Étudier l’histoire des Vutés est extrêmement important pour sortir du sentiment d’impuissance. Malgré tout, depuis quelque temps,  les jeunes nous ont démontré d’immenses progrès. Les actions qu’ils mènent ont eu un succès retentissant dans l’art, et dans les études. Mais l’avenir des Vutés repose sur une seule bataille. La bataille pour la conservation de la terre, et les grands investissements. Depuis près de 30 ans, la situation ne cesse de se dégrader, outre l’accaparement sans limite de la nature par les chinois, et les tribus riveraines, tout se brade sans réflexion.
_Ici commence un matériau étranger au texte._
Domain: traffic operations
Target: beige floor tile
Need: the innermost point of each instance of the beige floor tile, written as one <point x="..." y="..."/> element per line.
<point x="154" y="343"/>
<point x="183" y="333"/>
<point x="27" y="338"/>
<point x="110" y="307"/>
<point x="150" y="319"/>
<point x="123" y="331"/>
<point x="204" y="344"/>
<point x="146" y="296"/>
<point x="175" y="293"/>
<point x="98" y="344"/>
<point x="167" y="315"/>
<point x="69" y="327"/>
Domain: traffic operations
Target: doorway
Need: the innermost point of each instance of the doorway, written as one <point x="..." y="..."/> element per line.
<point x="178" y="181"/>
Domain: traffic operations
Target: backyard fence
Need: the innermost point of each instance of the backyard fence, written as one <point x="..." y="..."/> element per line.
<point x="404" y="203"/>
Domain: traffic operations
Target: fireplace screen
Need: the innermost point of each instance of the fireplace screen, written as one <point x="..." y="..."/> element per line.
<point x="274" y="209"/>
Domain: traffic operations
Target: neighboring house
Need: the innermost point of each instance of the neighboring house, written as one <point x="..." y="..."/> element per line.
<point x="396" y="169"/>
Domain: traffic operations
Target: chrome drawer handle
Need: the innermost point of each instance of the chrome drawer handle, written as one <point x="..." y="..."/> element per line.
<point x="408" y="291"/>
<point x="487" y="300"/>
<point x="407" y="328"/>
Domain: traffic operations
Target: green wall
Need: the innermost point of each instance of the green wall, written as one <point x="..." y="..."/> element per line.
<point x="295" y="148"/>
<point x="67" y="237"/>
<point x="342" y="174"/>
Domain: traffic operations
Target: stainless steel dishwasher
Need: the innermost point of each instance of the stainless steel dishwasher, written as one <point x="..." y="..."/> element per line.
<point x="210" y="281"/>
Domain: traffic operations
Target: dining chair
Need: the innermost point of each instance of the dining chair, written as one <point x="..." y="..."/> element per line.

Les jeunes doivent s’intéresser, à la valeur de cette nature, son paysage et son écosystème ; il faut une volonté de préserver, voire de restaurer une nature avec ses myriades d’animaux comme autrefois ; pour cela il faut des mobilisations associatives, c’est la lutte la plus importante. Je ne crois pas à une mobilisation des fonds pour fabriquer des calendriers Vutés. Il n’ y a rien de culturel dans ce bout de papier qu’on  brandit partout  à fort renfort de publicité. Remettre un calendrier dans une chefferie qu’est ce que cela rapporte à ce chef.

La disparition du monde naturel est aussi une vraie question pour notre diversité. Certaines plantes poussent parce que certains animaux y vivent, très souvent, ce sont des plantes médicinales. La biodiversité est le produit d’une longue civilisation et dans chaque milieu naturel, se trouve cette diversité, cette complexité et cette beauté de l’environnement. Si la terre est l’endroit où l’homme Vuté a tout fait et tout espéré, c’est qu’il est l’élément nécessaire pour sa survie. C’est enthousiasmant de voir les jeunes se libérer culturellement, mais il leur manque encore cette force de persuasion devant  ceux qui bradent les terres ou qui détruisent nos forêts. Dans cette période de grands bouleversements climatiques et biologiques, il faut revenir à la spontanéité. Il faut protéger la terre et la forêt, c’est un héritage commun. Je ne dis pas de mener un combat historique. L’homme est le premier être qui  fait partie de la biodiversité. Il a une volonté de s’intégrer à la nature dite ordinaire et mystérieuse. Quand nous étions petits, les Vutés avaient des terres dans tout le Cameroun, ils étaient moins nombreux, maintenant que sa population s’accroît, leur terre se raréfie ; il faut donc maintenant de l’inventivité et une autre créativité. Les associations, c’est bien, mais il faut mêler d’autres passions, et d’autres combats, à l’aide d’alternative concrète.